Perform the Calculation

Calculate \(n\) using the sine values: \( n = \frac{\sin 38.2^\circ}{\sin 21.6^\circ} \approx \frac{0.6157}{0.3681} \approx 1.672 \).

Key concepts

Single-Slit Diffraction

Single-slit diffraction is an important phenomenon in wave optics. It occurs when waves, such as light, pass through a narrow opening and then spread out, creating a pattern of light and dark areas on a screen. The pattern results from constructive and destructive interference of the waves.

In a single-slit setup, the dark bands or minima represent positions where waves cancel out due to destructive interference. This results in less light being observed at these angles. The first minimum is typically observed at a specific angle depending on the wavelength of the light and the width of the slit through which the light passes.

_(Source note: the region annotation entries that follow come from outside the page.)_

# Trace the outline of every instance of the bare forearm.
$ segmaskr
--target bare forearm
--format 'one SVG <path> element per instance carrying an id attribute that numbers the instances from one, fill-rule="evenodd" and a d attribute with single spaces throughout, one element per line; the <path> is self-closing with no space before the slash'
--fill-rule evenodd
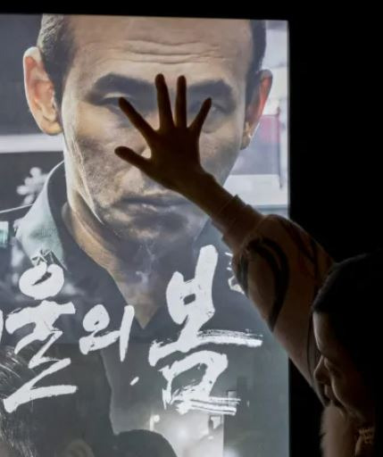
<path id="1" fill-rule="evenodd" d="M 194 182 L 193 187 L 187 187 L 185 196 L 212 218 L 229 247 L 236 251 L 264 216 L 233 196 L 208 173 L 202 173 Z"/>

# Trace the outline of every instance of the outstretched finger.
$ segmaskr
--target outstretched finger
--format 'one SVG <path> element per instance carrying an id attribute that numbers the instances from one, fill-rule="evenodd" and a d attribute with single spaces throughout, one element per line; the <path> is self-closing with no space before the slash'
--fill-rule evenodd
<path id="1" fill-rule="evenodd" d="M 180 76 L 177 80 L 176 116 L 177 127 L 187 127 L 187 79 Z"/>
<path id="2" fill-rule="evenodd" d="M 168 86 L 165 78 L 160 74 L 155 77 L 155 87 L 157 87 L 158 112 L 160 116 L 160 128 L 169 128 L 174 125 L 171 113 L 171 98 L 169 96 Z"/>

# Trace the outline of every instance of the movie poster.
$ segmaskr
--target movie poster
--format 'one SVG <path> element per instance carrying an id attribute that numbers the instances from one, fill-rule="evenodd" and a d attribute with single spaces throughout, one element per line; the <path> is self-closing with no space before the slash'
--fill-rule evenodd
<path id="1" fill-rule="evenodd" d="M 204 168 L 287 216 L 288 24 L 3 14 L 0 37 L 0 454 L 287 457 L 287 358 L 222 235 L 114 149 L 150 155 L 119 98 L 157 128 L 156 75 L 172 105 L 184 75 L 188 120 L 212 98 Z"/>

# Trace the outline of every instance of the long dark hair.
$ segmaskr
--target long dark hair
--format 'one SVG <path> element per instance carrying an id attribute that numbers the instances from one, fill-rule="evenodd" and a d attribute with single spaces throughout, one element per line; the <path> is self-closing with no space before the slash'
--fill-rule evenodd
<path id="1" fill-rule="evenodd" d="M 329 316 L 337 339 L 348 351 L 375 401 L 375 455 L 383 455 L 381 334 L 383 249 L 336 263 L 312 305 Z"/>

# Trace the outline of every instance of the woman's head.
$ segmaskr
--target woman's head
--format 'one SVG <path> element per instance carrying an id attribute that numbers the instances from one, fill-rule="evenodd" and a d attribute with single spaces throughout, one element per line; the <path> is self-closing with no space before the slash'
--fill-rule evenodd
<path id="1" fill-rule="evenodd" d="M 327 397 L 362 425 L 374 421 L 379 365 L 383 251 L 336 264 L 313 303 L 315 370 Z"/>

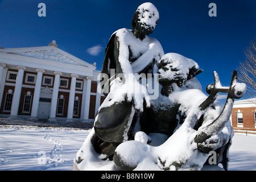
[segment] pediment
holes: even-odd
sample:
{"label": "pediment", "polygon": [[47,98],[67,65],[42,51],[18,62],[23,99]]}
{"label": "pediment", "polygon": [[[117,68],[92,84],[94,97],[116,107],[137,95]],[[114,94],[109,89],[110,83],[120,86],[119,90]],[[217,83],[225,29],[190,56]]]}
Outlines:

The angle at which the first dark band occurs is crucial in determining various properties of the light and the medium it passes through.

One can use this knowledge to determine other factors such as the wavelength of light in different mediums by observing how the angles of the dark bands shift when the setup is moved from one medium to another, as seen in the exercise problem.

Diffraction Formula

The diffraction formula for single-slit diffraction helps us find the angles at which these dark bands appear. The formula is given by:

\[ a \sin \theta = m \lambda \]
where:

• \(a\) is the width of the slit,
• \(\theta\) is the angle of the dark band,
• \(m\) is the order of the minimum (for the first dark band, \(m = 1\)), and
• \(\lambda\) is the wavelength of the light.

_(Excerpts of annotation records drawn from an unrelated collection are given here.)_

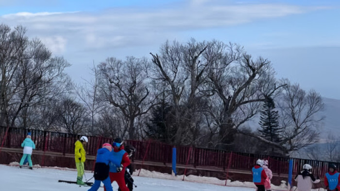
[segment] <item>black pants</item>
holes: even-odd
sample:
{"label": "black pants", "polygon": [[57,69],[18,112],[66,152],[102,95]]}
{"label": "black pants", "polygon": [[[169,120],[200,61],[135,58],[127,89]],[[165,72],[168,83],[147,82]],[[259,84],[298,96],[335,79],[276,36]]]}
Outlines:
{"label": "black pants", "polygon": [[[132,191],[132,190],[134,189],[134,184],[133,184],[134,182],[134,179],[132,178],[130,174],[126,171],[125,171],[125,174],[124,175],[124,178],[125,179],[125,184],[127,185],[129,190],[130,191]],[[118,191],[121,191],[120,188],[118,189]]]}
{"label": "black pants", "polygon": [[264,188],[264,185],[255,185],[257,187],[257,191],[266,191],[266,189]]}

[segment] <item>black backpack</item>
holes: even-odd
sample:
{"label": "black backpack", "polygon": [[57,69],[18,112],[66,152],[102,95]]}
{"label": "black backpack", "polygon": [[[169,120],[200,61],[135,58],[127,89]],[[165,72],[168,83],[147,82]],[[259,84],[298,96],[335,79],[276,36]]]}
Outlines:
{"label": "black backpack", "polygon": [[102,162],[96,162],[94,166],[94,179],[98,180],[104,180],[109,176],[110,166]]}

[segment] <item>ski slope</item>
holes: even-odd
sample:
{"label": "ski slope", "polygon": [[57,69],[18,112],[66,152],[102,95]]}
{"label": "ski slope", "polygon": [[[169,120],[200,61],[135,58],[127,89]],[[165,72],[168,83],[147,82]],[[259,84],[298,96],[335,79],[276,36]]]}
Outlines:
{"label": "ski slope", "polygon": [[[93,174],[86,173],[87,178]],[[77,185],[58,182],[59,179],[75,181],[77,172],[54,169],[20,169],[17,166],[0,165],[0,190],[7,191],[87,191],[90,187],[80,187]],[[254,191],[255,189],[229,187],[213,184],[188,182],[180,180],[134,176],[137,186],[136,191]],[[84,177],[84,180],[85,178]],[[116,183],[112,184],[114,190],[118,188]],[[102,188],[99,191],[103,191]]]}

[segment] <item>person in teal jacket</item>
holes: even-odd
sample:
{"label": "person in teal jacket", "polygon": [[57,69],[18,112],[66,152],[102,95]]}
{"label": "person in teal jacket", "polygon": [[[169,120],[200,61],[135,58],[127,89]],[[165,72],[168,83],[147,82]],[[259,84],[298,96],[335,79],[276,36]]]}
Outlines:
{"label": "person in teal jacket", "polygon": [[24,155],[22,156],[21,159],[20,160],[20,168],[24,163],[25,159],[27,158],[28,160],[28,164],[30,166],[30,169],[32,168],[32,160],[31,159],[31,156],[32,155],[32,151],[35,149],[35,144],[32,141],[31,135],[27,135],[26,138],[25,139],[24,142],[21,143],[21,147],[24,147]]}

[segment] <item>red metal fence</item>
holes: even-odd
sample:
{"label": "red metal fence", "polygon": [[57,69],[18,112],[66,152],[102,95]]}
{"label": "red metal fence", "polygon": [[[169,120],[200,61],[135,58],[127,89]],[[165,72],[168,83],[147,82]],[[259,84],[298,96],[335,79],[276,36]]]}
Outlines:
{"label": "red metal fence", "polygon": [[[0,127],[0,142],[5,139],[6,127]],[[73,154],[74,143],[81,135],[58,133],[39,130],[30,130],[32,140],[36,144],[36,149],[54,151],[65,154]],[[9,127],[5,138],[4,147],[19,148],[26,137],[27,130],[20,128]],[[104,143],[112,143],[112,138],[87,136],[89,143],[86,150],[90,155],[95,155],[97,150]],[[135,159],[170,163],[173,145],[151,141],[126,140],[125,144],[136,148]],[[250,170],[258,159],[269,161],[269,166],[273,173],[288,173],[289,158],[269,156],[244,153],[187,146],[177,147],[177,163],[194,167],[213,166],[237,170]],[[302,169],[306,163],[313,166],[313,173],[323,176],[327,171],[328,162],[300,159],[293,159],[294,174]],[[339,163],[337,164],[338,165]]]}

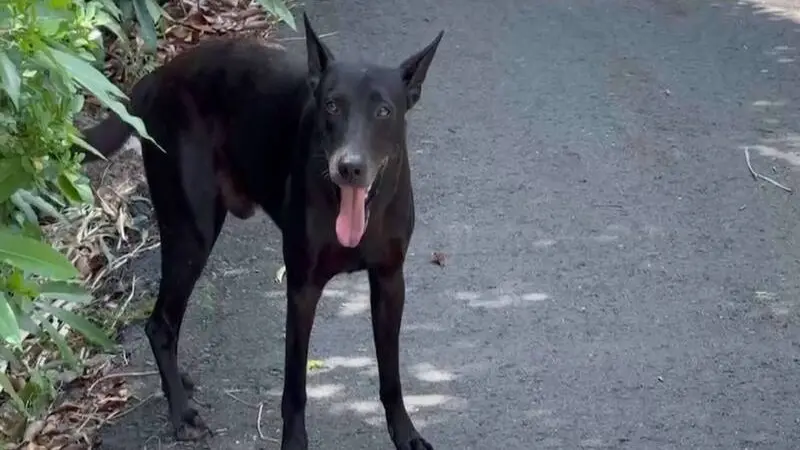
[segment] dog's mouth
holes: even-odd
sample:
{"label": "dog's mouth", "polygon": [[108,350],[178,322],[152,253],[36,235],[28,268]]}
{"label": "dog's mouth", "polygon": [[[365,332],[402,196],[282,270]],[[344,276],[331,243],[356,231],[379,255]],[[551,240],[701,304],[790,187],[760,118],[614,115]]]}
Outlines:
{"label": "dog's mouth", "polygon": [[373,184],[367,187],[339,185],[336,238],[343,247],[356,247],[364,237],[369,222],[369,204],[375,196]]}

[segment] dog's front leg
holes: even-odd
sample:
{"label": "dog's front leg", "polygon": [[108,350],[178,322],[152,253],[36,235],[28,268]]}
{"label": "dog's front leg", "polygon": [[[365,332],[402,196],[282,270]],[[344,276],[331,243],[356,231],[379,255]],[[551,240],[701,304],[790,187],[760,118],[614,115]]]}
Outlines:
{"label": "dog's front leg", "polygon": [[[291,269],[290,269],[291,270]],[[306,434],[306,366],[308,341],[314,325],[322,287],[294,282],[291,272],[286,292],[286,355],[283,375],[283,440],[281,450],[307,450]]]}
{"label": "dog's front leg", "polygon": [[406,295],[402,264],[370,269],[369,287],[380,398],[389,435],[398,450],[432,450],[408,416],[400,385],[400,324]]}

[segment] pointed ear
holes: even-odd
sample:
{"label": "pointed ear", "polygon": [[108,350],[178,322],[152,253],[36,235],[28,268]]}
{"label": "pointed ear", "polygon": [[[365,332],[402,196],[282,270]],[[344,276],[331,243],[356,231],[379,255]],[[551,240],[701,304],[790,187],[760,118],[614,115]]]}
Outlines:
{"label": "pointed ear", "polygon": [[323,72],[333,61],[333,55],[328,47],[319,40],[317,33],[311,27],[308,15],[303,12],[303,24],[306,29],[306,51],[308,53],[308,80],[311,90],[316,90]]}
{"label": "pointed ear", "polygon": [[406,109],[414,107],[422,96],[422,82],[425,81],[428,67],[431,65],[433,55],[436,54],[436,49],[439,47],[439,41],[442,40],[442,36],[444,36],[444,30],[440,31],[427,47],[411,55],[400,64],[403,83],[406,85],[406,99],[408,101]]}

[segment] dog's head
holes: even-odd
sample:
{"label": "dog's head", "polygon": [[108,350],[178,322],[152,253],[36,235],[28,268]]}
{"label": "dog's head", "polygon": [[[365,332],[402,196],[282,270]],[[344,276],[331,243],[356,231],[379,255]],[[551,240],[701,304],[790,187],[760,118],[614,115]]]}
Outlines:
{"label": "dog's head", "polygon": [[327,160],[327,174],[338,186],[339,242],[355,247],[366,229],[367,203],[380,172],[405,148],[405,116],[422,94],[441,31],[427,47],[397,67],[334,60],[303,14],[308,80],[316,102],[314,149]]}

This equation allows us to solve for the angle, slit width, or wavelength, depending on the known quantities. In an experimental setup, if the angle and slit width are known, it becomes possible to determine the wavelength of the light.

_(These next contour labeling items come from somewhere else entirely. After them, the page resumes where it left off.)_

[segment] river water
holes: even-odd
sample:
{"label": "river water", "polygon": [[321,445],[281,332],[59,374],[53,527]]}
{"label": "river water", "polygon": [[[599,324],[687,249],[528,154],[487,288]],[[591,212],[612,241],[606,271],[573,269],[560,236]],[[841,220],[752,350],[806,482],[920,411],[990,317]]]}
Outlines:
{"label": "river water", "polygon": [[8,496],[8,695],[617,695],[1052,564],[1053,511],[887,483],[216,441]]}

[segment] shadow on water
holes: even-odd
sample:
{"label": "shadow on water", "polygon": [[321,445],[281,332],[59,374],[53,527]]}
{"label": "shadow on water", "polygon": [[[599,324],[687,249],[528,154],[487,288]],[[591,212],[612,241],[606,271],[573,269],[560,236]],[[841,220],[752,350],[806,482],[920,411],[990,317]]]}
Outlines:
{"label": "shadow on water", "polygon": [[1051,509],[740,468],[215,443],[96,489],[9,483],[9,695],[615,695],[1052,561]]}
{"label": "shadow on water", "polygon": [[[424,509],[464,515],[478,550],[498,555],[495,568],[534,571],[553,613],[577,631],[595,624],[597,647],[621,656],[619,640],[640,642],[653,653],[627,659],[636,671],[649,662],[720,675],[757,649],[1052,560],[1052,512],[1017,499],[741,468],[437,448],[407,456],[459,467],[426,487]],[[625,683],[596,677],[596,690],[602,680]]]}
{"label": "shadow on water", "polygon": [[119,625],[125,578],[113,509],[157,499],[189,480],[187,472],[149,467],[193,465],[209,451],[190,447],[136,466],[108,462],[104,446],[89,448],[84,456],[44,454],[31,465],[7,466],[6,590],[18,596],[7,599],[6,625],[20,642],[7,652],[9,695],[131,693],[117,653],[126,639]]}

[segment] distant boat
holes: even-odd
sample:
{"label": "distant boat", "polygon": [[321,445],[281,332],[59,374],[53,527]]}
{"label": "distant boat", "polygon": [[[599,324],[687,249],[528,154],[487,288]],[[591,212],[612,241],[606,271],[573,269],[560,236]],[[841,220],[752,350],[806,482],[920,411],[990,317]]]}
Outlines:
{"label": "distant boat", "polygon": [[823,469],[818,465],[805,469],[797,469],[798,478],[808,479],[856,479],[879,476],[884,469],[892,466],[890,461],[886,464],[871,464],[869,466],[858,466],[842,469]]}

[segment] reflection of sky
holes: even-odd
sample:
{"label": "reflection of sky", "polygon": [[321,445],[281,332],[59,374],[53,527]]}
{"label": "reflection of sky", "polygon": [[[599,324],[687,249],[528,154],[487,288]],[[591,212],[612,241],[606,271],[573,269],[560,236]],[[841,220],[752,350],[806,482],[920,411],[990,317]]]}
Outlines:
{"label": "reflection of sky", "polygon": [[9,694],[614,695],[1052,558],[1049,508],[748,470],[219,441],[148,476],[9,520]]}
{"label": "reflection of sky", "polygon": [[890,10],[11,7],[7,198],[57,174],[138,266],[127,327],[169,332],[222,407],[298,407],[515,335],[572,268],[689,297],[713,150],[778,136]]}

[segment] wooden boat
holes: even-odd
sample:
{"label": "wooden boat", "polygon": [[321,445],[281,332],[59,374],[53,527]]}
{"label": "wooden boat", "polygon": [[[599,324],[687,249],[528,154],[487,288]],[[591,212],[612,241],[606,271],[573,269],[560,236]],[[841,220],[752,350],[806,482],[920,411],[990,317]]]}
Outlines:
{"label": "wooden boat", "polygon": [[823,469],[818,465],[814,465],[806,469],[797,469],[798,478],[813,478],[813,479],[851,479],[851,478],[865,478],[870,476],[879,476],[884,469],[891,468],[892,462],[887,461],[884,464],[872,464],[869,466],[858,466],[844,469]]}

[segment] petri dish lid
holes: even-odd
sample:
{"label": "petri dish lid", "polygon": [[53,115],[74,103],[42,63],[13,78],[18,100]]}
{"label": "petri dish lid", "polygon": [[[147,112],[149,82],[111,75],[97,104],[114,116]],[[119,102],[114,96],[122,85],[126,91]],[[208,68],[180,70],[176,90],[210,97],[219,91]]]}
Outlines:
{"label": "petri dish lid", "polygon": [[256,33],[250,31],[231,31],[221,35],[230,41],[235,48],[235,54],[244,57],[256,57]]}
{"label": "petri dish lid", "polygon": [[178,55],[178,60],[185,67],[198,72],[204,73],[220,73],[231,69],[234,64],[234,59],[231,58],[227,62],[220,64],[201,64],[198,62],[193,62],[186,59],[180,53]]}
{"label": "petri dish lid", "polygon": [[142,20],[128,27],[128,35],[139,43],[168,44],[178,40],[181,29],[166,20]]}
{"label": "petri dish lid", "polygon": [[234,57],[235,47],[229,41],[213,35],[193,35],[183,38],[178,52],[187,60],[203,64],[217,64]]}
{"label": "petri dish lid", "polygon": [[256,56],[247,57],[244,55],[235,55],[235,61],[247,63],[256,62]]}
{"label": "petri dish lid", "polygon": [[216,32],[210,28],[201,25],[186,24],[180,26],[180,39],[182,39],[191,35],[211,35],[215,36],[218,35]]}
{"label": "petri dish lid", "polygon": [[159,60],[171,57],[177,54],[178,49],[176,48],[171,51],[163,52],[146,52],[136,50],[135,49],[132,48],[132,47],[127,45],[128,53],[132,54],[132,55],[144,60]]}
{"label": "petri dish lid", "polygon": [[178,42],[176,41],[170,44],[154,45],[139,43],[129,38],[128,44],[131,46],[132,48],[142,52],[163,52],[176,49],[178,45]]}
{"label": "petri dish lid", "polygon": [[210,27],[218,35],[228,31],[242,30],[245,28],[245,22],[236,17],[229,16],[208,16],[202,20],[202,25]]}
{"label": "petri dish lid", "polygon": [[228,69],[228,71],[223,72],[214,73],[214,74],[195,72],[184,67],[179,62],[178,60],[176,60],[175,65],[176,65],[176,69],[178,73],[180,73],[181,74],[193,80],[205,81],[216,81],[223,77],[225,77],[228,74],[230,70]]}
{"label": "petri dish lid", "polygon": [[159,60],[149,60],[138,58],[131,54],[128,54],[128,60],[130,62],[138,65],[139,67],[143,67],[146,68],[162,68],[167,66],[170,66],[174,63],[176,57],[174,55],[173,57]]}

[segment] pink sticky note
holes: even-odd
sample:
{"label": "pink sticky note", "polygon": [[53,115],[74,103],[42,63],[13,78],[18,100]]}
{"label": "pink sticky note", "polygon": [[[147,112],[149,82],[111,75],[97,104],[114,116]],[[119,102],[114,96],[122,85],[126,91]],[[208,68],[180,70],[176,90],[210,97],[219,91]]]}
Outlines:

In different mediums, such as air and a liquid, the light's wavelength changes, which results in a shift in the angles where these minima occur. This principle is employed in the exercise, where the angle shift is used to find the refractive index of a liquid.

Wavelength in Liquid

The wavelength of light changes when it passes from one medium to another. This is due to the refractive index of the medium, which is a measure of how much the speed of light is reduced inside the medium compared to vacuum.

In an unknown liquid, the wavelength is typically shorter than in air, leading to different diffraction patterns. The relationship between the wavelength in air \(\lambda\) and in a liquid \(\lambda'\) is described by the equation:

\[ \lambda' = \frac{\lambda}{n} \]
where \(n\) is the refractive index of the liquid.

By measuring the angles of diffraction in both air and the liquid, and using the known refractive index of air (which is approximately 1), one can solve for the refractive index of the liquid using:

\[ n = \frac{\sin \theta_{air}}{\sin \theta_{liquid}} \]
This calculation provides a practical way to determine the properties of an unknown transparent medium by using its effect on the behavior of light passing through it.